Local knowledge to support whale monitoring in Inuvialuit Sonja K. Ostertag, Lisa L. Loseto, Kathleen Snow, Jennifer Lam, Kristin Hynes, David Victor Gillman

1. The beluga whale harvest monitoring program has provided critical information about beluga health and observed changes in the Eastern Beaufort Sea beluga population that migrates to the Inuvialuit Settlement Region in the western Canadian Arctic every summer.

2. Inuvialuit traditional ecological knowledge (TEK) about beluga was captured through questionnaires, interviews, and public meetings and a suite of local indicators of beluga health that bridged TEK with western science through the co-production of knowledge was developed.

3. Inuvialuit TEK on belugas health is based on community members' experience harvesting and observing beluga and the knowledge passed down from previous generations. Inuvialuit TEK about beluga includes the physical and behavioural characteristics of belugas, cosmology and values around how to behave when hunting.

4. This research furthers our understanding of Inuvialuit TEK and how Inuvialuit values and knowledge can support monitoring of beluga health.
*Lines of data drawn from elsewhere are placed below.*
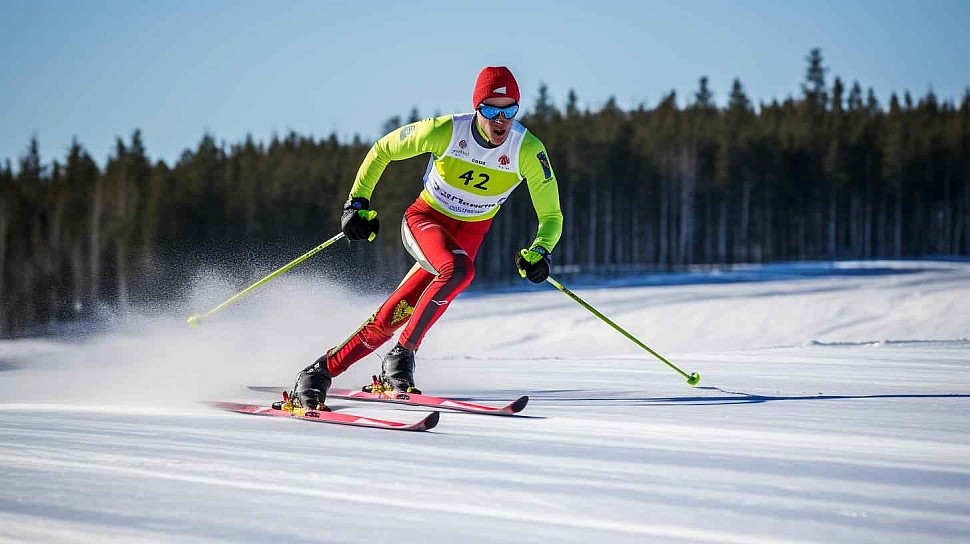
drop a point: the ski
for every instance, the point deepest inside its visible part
(337, 418)
(414, 399)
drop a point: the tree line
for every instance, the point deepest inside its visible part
(828, 174)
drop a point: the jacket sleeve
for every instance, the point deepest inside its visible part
(430, 135)
(537, 170)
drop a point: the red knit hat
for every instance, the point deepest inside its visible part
(495, 82)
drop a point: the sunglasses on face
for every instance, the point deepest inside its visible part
(491, 112)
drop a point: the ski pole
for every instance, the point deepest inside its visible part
(693, 378)
(196, 319)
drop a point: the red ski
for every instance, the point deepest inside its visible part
(337, 418)
(414, 399)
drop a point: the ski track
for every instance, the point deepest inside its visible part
(845, 421)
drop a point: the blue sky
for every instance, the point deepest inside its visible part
(176, 70)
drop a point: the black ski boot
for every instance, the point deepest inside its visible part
(397, 370)
(312, 384)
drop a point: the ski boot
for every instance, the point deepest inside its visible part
(397, 373)
(312, 384)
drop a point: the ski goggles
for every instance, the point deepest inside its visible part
(491, 112)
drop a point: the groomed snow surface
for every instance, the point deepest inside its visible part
(833, 407)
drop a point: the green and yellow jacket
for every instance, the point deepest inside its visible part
(468, 178)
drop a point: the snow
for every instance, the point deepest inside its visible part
(833, 407)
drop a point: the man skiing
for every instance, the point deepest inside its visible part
(477, 159)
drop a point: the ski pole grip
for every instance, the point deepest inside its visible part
(369, 215)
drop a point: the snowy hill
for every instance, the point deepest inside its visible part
(833, 407)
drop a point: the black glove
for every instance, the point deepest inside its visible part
(533, 264)
(358, 221)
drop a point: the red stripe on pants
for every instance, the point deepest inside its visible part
(450, 246)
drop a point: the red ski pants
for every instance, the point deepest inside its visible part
(447, 245)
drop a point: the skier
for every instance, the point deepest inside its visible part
(477, 159)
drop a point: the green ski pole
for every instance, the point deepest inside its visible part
(196, 319)
(693, 378)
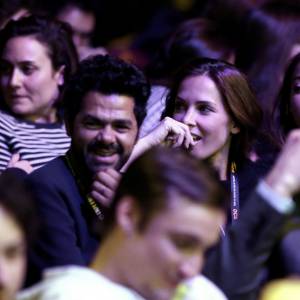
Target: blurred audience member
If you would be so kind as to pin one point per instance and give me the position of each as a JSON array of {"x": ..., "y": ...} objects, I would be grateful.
[
  {"x": 81, "y": 17},
  {"x": 37, "y": 56},
  {"x": 13, "y": 10}
]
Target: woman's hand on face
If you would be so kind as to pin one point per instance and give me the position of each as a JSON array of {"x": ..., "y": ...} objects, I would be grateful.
[
  {"x": 16, "y": 162},
  {"x": 168, "y": 132},
  {"x": 171, "y": 133}
]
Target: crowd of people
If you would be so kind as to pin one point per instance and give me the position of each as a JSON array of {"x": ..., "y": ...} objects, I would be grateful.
[{"x": 170, "y": 176}]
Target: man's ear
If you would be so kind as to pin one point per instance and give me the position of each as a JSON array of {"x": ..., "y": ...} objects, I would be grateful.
[
  {"x": 59, "y": 75},
  {"x": 127, "y": 215},
  {"x": 234, "y": 129},
  {"x": 68, "y": 127}
]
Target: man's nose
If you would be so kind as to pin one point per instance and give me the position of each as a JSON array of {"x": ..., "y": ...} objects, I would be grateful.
[
  {"x": 4, "y": 273},
  {"x": 190, "y": 266},
  {"x": 107, "y": 135},
  {"x": 15, "y": 78}
]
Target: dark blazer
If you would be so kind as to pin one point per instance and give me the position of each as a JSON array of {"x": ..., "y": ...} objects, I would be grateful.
[{"x": 66, "y": 232}]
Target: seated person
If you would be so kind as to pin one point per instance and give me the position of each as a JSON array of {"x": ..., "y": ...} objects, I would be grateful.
[
  {"x": 104, "y": 107},
  {"x": 167, "y": 211}
]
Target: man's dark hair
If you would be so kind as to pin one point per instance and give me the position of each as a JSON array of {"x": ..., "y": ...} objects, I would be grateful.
[
  {"x": 153, "y": 178},
  {"x": 107, "y": 75}
]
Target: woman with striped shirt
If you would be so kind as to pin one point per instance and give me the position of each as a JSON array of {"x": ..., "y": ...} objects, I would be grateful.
[{"x": 37, "y": 56}]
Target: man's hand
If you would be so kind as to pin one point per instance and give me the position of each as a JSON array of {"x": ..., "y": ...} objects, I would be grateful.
[
  {"x": 284, "y": 177},
  {"x": 16, "y": 162},
  {"x": 104, "y": 186}
]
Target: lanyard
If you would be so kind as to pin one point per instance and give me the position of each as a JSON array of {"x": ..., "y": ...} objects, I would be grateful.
[
  {"x": 235, "y": 195},
  {"x": 94, "y": 205}
]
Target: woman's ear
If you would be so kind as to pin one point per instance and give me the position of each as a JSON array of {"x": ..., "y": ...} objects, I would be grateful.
[{"x": 59, "y": 75}]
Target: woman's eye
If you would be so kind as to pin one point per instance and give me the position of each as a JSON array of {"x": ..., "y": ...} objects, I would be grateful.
[
  {"x": 28, "y": 70},
  {"x": 296, "y": 89},
  {"x": 205, "y": 109},
  {"x": 5, "y": 68}
]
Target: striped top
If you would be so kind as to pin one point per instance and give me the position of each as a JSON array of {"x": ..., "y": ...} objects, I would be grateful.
[{"x": 36, "y": 143}]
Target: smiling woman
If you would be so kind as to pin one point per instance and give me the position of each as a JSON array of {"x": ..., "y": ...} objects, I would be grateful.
[
  {"x": 212, "y": 113},
  {"x": 37, "y": 57}
]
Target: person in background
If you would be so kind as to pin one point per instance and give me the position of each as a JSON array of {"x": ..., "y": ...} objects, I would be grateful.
[
  {"x": 37, "y": 57},
  {"x": 81, "y": 17},
  {"x": 286, "y": 113},
  {"x": 13, "y": 10},
  {"x": 18, "y": 225}
]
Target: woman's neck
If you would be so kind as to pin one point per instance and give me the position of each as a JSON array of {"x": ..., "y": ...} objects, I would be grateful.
[
  {"x": 220, "y": 162},
  {"x": 46, "y": 118}
]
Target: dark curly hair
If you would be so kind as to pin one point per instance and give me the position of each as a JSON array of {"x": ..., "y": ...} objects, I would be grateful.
[{"x": 107, "y": 75}]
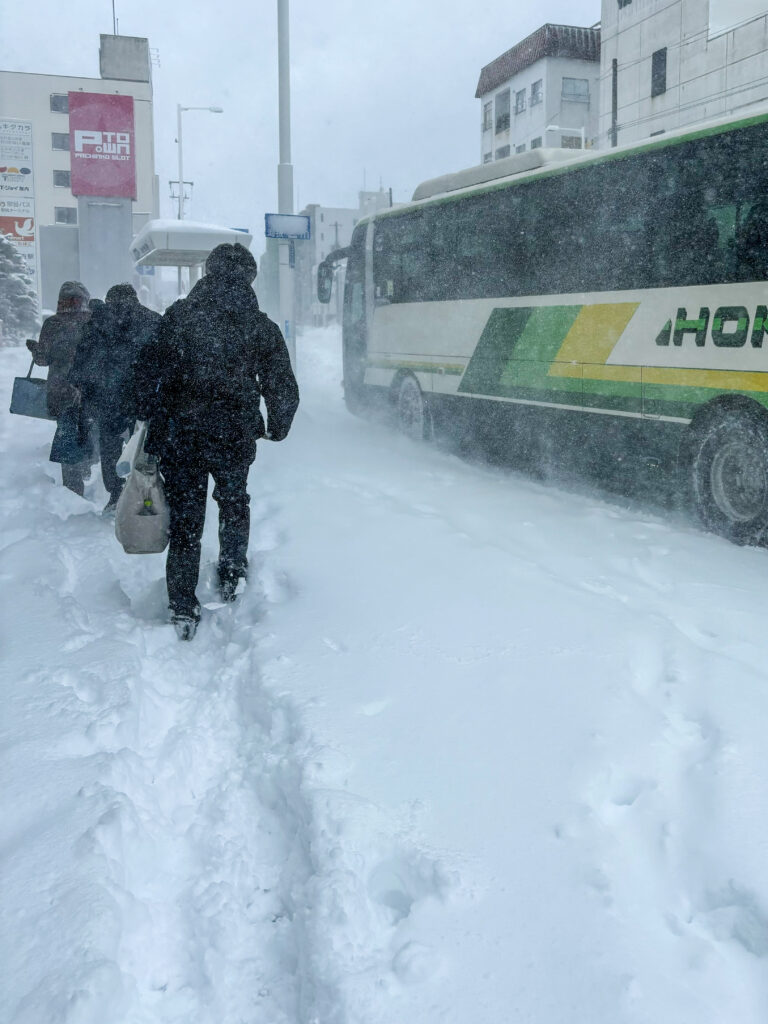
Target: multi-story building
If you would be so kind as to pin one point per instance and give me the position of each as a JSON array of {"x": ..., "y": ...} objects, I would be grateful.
[
  {"x": 330, "y": 227},
  {"x": 542, "y": 92},
  {"x": 76, "y": 236},
  {"x": 667, "y": 64}
]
Inuvialuit, Inuit from the western Canadian Arctic, and their ancestors managed and sustainably harvested beluga whales for centuries using traditional ecological knowledge (TEK) and practices. Until recently, Western scientific indicators of beluga health were used to monitor changes in beluga health but TEK and local observations made by Inuvialuit harvesters were not recorded in beluga harvest monitoring.

We interviewed Inuvialuit with experience harvesting and/or preparing beluga to find out how they know that belugas are healthy. We also asked harvesters to answer questions about the health and condition of the whales that traditional harvest camps in the Inuvialuit Settlement Region between 2013 and 2016. The answers to these questions about beluga health were used to understand how Inuvialuit know that belugas are in good condition or if they may be sick or starving. We reviewed these answers with community experts that were selected by the Hunters and Trappers Committees (HTCs) of Inuvik, Paulatuk, and Tuktoyaktuk.

The values held by Inuvialuit about beluga include the need for knowledge transmission about beluga health from elders to younger generations. Community members would like to have more information about the results from beluga research and the implications for human health.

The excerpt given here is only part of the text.